Just last week, Texas's highest criminal court ordered a new trial for another man convicted of starting the fire that killed his stepsons, over similar doubts.

"What we're going after, more than anything else, is a pervasive prosecuting practice, not some isolated mistake that happened in the past," said Jeff Blackburn, founder and chief counsel to the Innocence Project of Texas, the legal advocacy organization that is helping forensic scientists and the Texas fire marshal's office carry out the review.

Debunking junk science in arson and other criminal convictions, Mr. Blackburn said, "is really the next wave of innocence work."

A few years ago, the National Academy of Sciences turned its attention to the misuse of science in courtrooms, saying that pseudoscientific theories had been used to convict people of crimes they may not have committed. By then, a small group of fire engineers had already begun to discredit many of the assumptions employed in fire investigations, like the practice of using the amount of heat radiated by a fire to assess if an accelerant had been used.

Unlike DNA evidence, which can exonerate one person and sometimes incriminate another, the evidence collected in some arson investigations does not yield precise results. Often much of the evidence has been lost or destroyed. In the case of the hotel fire here, all that is left are photographs, reports and chemical analysis, all of them assembled to prove arson.
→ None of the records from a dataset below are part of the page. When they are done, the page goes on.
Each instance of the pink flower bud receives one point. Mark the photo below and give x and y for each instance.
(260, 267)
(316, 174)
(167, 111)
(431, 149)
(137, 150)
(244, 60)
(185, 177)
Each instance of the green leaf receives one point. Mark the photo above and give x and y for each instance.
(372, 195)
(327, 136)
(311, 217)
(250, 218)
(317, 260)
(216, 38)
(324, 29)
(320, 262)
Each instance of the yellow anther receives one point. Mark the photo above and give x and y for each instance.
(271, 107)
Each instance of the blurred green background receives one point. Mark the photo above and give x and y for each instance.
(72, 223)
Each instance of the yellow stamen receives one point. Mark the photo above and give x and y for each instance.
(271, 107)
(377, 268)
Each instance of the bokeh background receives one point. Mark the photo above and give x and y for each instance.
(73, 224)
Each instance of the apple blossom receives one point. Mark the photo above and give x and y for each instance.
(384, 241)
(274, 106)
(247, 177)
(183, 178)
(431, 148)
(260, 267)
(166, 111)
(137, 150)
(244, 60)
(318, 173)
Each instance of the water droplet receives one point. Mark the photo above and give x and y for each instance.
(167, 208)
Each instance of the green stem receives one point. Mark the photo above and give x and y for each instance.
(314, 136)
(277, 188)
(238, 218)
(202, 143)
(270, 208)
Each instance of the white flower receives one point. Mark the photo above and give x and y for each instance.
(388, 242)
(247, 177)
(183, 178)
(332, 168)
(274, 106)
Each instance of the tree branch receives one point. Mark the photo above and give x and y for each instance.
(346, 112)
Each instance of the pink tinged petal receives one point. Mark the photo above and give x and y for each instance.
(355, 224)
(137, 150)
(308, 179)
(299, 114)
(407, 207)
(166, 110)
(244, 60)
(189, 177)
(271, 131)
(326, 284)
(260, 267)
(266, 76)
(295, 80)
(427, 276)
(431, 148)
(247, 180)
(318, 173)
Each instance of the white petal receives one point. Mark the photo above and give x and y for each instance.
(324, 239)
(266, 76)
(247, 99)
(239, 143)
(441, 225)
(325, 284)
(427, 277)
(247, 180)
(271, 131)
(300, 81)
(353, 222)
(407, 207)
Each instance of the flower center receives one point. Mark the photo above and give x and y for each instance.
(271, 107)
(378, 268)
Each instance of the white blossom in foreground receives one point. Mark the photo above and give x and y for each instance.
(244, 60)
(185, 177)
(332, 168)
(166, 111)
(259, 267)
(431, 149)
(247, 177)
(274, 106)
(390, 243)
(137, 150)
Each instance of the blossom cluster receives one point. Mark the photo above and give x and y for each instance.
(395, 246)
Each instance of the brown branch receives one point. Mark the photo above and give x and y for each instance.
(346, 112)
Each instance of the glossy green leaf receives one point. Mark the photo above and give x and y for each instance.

As a result, "we can't definitely say what really caused the fire," said John J. Lentini, a veteran fire investigator who wrote a report on Mr. Taylor's case. "But what we can do is discredit the evidence" used to support the charge.

Race and questionable investigative practices may have also played a role in Mr. Taylor's conviction. He was a black man convicted by an all-white jury at a time of racial strife in Tucson; four years later, a lawsuit would force the city to confront segregation in the largest of its school districts.